Una giornata da uomini veri insomma. Una tappa dove il ciclismo è diventato un’arte nobile, capace di tirar fuori da ogni corridore tutti i propri valori. Perchè senza di essi non si può mai arrivare al traguardo.

Charly Gaul, dopo aver tagliato per primo il traguardo, non riesce nemmeno a muoversi, è paralizzato dal freddo, semi assiderato. Non riesce neppure ad aprire la bocca. Nessun gesto di vittoria, nessuna parola per commentare quell’impresa. Ed in effetti le parole dicono poco; dietro quello sguardo perso nel vuoto di Gaul si nasconde un’emozione bellissima, la stessa che ha regalato a tutti gli amanti del ciclismo. Learco Guerra, all’epoca direttore sportivo della Faema, la squadra di Gaul, infilò i piedi del lussemburghese in due mastelli d’acqua bollente e lo coprì con una coperta. Solo dopo mezz’ora Gaul riuscì a riprendersi e a proferire parola. Al traguardo il termometro segnava meno dieci gradi, la neve superava i 40 cm. Con questi dati si può spiegare solo in parte le difficoltà di Charly al termine della tappa.

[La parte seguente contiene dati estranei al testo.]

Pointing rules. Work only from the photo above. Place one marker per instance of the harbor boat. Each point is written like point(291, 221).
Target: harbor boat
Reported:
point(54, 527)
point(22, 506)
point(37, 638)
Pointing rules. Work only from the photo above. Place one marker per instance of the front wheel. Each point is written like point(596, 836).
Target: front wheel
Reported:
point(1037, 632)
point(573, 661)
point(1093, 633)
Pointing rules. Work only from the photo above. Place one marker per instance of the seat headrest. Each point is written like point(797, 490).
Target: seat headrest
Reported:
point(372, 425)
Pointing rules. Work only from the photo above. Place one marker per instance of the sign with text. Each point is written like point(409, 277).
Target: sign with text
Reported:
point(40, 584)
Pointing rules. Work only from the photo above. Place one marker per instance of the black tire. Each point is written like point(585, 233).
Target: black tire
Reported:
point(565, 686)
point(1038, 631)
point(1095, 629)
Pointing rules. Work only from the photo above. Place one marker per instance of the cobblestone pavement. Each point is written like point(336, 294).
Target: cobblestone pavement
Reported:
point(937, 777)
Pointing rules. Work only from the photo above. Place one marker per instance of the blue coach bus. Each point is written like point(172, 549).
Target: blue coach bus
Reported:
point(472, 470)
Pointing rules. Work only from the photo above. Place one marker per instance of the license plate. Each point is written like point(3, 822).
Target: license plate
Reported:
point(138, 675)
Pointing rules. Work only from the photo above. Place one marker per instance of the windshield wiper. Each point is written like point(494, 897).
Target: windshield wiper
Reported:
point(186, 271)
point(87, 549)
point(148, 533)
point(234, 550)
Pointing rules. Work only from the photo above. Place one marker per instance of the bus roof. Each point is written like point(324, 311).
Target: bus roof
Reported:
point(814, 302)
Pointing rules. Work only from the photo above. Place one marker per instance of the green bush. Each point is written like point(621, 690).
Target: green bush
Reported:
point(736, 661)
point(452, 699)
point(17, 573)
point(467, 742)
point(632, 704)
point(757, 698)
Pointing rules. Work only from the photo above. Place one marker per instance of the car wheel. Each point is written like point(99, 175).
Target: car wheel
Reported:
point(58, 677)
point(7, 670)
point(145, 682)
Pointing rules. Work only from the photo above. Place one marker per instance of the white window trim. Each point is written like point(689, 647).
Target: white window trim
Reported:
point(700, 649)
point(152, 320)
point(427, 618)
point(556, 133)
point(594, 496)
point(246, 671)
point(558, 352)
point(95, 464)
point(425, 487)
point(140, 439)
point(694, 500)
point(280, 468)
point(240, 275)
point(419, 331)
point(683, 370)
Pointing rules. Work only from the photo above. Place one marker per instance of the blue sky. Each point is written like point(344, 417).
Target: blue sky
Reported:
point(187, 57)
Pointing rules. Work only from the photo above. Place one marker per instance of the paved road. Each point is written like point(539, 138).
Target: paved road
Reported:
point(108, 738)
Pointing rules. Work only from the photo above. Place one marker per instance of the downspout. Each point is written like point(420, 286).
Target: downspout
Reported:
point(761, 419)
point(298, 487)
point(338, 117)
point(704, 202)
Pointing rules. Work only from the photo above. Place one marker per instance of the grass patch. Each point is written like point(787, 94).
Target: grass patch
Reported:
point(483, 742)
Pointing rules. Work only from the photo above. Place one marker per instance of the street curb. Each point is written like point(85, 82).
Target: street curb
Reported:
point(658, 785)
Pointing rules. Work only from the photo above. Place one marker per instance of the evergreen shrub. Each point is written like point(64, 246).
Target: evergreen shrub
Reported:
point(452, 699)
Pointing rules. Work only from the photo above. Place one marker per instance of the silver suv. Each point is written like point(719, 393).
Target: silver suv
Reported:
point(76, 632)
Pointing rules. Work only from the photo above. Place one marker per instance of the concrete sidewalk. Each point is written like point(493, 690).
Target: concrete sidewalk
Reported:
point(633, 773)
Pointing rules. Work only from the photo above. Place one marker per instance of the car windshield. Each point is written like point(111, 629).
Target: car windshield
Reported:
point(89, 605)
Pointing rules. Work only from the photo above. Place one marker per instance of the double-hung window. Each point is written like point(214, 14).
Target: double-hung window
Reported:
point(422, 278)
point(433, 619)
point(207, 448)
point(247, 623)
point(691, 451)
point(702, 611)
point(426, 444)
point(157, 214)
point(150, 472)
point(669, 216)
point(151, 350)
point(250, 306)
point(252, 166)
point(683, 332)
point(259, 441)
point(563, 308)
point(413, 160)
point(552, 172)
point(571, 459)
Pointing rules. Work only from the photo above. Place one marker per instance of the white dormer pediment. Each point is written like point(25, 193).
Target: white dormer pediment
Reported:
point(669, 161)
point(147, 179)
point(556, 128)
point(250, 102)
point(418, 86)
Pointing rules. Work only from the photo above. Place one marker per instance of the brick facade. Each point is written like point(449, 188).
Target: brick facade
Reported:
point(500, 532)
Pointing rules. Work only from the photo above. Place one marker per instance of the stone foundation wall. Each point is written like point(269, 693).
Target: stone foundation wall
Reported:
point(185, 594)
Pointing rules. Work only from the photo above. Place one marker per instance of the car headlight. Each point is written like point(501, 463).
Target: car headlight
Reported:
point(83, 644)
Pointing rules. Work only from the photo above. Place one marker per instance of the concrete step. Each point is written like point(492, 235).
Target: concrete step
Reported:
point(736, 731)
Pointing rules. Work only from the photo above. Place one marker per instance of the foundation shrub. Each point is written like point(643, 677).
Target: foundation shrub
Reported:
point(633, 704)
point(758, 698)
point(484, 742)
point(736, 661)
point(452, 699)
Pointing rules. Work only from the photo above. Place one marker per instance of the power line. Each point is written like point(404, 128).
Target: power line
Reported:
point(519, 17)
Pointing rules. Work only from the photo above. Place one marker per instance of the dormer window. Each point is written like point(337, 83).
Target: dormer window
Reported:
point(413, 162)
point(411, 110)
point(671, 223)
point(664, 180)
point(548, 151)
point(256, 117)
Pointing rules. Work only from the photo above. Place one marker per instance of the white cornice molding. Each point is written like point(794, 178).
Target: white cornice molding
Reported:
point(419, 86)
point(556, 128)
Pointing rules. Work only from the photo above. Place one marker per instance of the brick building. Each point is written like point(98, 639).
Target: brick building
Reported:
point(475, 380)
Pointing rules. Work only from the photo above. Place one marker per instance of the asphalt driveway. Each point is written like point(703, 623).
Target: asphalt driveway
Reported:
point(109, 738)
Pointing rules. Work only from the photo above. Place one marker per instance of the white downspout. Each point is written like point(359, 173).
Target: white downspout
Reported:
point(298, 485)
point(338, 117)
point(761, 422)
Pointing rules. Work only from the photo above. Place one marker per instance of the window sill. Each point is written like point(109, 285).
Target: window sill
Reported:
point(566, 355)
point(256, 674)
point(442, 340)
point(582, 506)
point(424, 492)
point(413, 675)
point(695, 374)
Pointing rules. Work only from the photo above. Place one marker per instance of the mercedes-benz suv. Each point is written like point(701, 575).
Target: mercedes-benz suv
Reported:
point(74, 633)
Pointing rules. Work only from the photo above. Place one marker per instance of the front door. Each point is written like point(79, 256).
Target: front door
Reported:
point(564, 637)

Gaul, dopo l’impresa del Bondone, conquistò la maglia rosa portandola fino al Vigorelli di Milano. A 23 anni aveva vinto il Giro, più con il cuore che con le gambe, perchè solamente con il cuore possono scriversi pagine di storia come quella da lui scritta l’8 giugno 1956. Charly Gaul divenne per tuttil’angelo della montagna“, più forte di tutti e di tutto, più forte della natura.

In suo onore ogni anno si corre la “Leggendaria Charly Gaul” Trento-Monte Bondone, una gara che vuole rendere omaggio a chi sul Bondone ha scritto la storia, a chi sul Bondone ha sfidato l’inferno, a chi sul Bondone è diventato una leggenda: Charly Gaul, per tutti l’angelo che ha battuto l’inferno.